Towards the end of the meal, my mom escorted me to the bathroom, where my tap shoes and leotard awaited. I quickly threw my costume on and marched purposefully back into the banquet hall, where a multitude of mostly unknown but familiar family faces looked toward me. After a warm introduction from my Aunt, I began my performance. There was no music playing, so I just sang the song myself, as my feet tapped out the the moves I'd practiced with Debbie.
Let me tell you, I worked it. I schmoozed my way around the room, my young voice ringing out like a cracking bell, my skinny legs working their newly learned magic. When I'd finished my routine, I stood and faced the crowd directly, and beamed as their thunderous applause warmed my cheeks and heart. My mom got up from her seat and began making her way toward me, most likely to usher me back to the bathroom to change back into my party dress, but I decided I wasn't ready for that. I gave my mom the hand, letting her know she needed to back it up, looked back to the audience, who was clearly obsessed with me, and said, "But wait!
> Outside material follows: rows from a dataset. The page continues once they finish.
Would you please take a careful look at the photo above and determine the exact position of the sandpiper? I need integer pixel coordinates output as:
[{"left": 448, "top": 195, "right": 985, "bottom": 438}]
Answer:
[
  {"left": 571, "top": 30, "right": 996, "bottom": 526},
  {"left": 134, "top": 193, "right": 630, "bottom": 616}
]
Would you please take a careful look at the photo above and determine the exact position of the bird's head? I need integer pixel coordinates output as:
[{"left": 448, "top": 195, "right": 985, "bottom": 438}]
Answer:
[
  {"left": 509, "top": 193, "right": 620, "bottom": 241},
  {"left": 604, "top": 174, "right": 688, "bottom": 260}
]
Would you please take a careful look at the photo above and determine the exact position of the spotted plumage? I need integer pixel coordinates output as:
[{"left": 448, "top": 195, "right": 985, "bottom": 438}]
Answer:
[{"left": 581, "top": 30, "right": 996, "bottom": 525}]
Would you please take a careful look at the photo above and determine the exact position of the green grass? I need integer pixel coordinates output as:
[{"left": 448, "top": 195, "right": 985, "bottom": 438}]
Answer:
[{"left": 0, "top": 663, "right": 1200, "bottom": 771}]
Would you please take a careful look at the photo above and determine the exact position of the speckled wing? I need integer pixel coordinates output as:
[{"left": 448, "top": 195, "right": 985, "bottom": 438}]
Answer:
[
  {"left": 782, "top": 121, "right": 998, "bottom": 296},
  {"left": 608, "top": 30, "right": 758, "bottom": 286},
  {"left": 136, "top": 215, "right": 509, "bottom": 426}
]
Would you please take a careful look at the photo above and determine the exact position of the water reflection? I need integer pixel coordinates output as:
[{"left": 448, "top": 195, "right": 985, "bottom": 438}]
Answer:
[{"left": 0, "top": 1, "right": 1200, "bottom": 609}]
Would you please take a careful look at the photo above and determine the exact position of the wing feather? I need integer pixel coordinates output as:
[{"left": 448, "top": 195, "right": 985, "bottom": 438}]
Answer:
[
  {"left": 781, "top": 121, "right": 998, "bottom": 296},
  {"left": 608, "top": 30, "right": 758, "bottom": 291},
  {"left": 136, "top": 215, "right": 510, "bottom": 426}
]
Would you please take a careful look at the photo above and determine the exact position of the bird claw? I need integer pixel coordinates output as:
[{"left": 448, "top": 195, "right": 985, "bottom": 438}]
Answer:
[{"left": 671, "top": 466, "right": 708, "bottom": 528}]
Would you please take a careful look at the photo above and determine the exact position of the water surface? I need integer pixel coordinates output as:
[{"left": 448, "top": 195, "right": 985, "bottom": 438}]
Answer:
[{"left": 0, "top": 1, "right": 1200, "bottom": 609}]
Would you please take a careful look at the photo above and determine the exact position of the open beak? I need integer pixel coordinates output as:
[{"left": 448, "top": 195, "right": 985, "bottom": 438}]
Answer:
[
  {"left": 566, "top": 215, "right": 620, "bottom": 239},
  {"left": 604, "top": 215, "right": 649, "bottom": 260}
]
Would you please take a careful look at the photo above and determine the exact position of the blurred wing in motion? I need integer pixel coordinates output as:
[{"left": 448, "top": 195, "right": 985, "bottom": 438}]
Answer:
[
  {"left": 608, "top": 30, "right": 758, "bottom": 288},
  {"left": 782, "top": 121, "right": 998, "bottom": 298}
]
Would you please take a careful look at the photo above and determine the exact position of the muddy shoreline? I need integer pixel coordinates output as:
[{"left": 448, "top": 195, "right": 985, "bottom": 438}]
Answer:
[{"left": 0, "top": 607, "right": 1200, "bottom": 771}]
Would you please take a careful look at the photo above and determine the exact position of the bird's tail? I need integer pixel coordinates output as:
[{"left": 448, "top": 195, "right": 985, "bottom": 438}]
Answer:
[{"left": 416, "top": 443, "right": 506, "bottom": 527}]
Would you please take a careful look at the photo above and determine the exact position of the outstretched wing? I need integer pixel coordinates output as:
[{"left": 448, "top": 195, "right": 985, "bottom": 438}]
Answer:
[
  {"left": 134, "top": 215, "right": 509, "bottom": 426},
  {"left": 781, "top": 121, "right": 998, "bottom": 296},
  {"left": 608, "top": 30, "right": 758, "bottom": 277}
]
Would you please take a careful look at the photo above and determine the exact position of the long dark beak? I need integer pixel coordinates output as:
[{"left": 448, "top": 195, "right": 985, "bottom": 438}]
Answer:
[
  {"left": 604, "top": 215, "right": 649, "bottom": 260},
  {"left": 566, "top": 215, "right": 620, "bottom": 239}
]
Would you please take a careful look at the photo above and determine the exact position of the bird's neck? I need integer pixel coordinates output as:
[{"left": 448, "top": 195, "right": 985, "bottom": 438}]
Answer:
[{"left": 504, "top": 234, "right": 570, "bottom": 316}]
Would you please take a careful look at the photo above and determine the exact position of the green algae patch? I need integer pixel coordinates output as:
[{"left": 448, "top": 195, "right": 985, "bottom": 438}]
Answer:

I have another one, too!" I promptly began a second, less practiced routine, singing and dancing and all. My mom, realizing her daughter was being swept away in the glory of the moment, went back to her seat to wait it out, and the crowd quieted down, surely in gratitude for the unasked for encore.
This story has become a punchline in the Alcorn Family History Book. Interestingly enough, it's staying power has had little to do with the finesse of my performance. Rather, in the years following my infamous gig, I've learned that, perhaps, my family was not so impressed with my moves and tunes--although those were most likely fantastic!-- as they were by my unabashed self-promotion and brassiness. I was all in. I was proud, joyous, fearless, and entirely unselfconscious. I was doing whatever in the hell I wanted to do, and I was having a blast.
Not long after that sweet moment of wholly self-assured joy, I began what has turned out to be a life-long battle with perfectionism. Starting at around the age of seven, and continuing into my adolescence and adulthood, I became extremely self-conscious, overwhelmed by self-doubt, and more than anything, terrified of failure.
I've spent the majority of my life feeling torn between two very strong-willed aspects of myself. On one side, I have my inner child-star, who still wants desperately to express herself, and to show 'em what she's got. On the other side, perfectionism whispers it's cruel "what-ifs": What if I mess up? What if I forget the words? What if I trip over my own feet and everyone laughs? What if they don't like it? What if they don't like me?
I've read a lot of self-help books about perfectionism, fear, living bravely, etc. Some have been forgettable, some truly insightful. Most have been entirely focused on how to begin--how to take your first steps toward an endeavor that terrifies you.
Ok, got it.
But what about all the "what ifs"? Because a "what if" doesn't turn into a "what's happening" until you're in it. So you've beaten the fear that kept you from trying, and now you're trying, and what happens? What if you try and fail? What if my five-year-old self had received a wave of "boos"--or worse yet, total silence--after her first performance? I bet she wouldn't have been so quick to offer up that encore.
Enter Brene Brown's latest, Rising Strong. There is a lot that I loved about this book, but perhaps the biggest golden nugget for me was Brene's emphasis on what she calls "the messy middle," meaning, the part of our story where we've fallen, and are trying to figure out how to get back up.
"We've all fallen," she writes, "and we have the skinned knees and bruised hearts to prove it. But scars are easier to talk about than they are to show, with all the remembered feelings laid bare. And rarely do we see wounds that are in the process of healing [...] We much prefer stories about falling and rising to be inspirational and sanitized."
What Brene is calling us to do, is to get more comfortable with the uncomfortable parts, and to let things be messy for as long as it takes us to figure things out, dust ourselves off, and try again.
For better or worse, certain aspects of my five-year-old-self's family reunion performance will never be reenacted by me. I mean, shooing my mom away while I subjected a room of people to a poorly practiced rendition of "I've Had the Time of My Life" during a self-imposed "encore" would be weird.
But.
- May I worry less about what everyone else might think or want or expect.
- May I muster more willingness to dive into the water, or jump onto the stage, or reach out over a great height, with less concern about the outcome, and more trust that whatever happens, good or bad, I'll handle it.
- May I make space for more moments of total presence, inhibition, courage, joy, and yes, brassiness.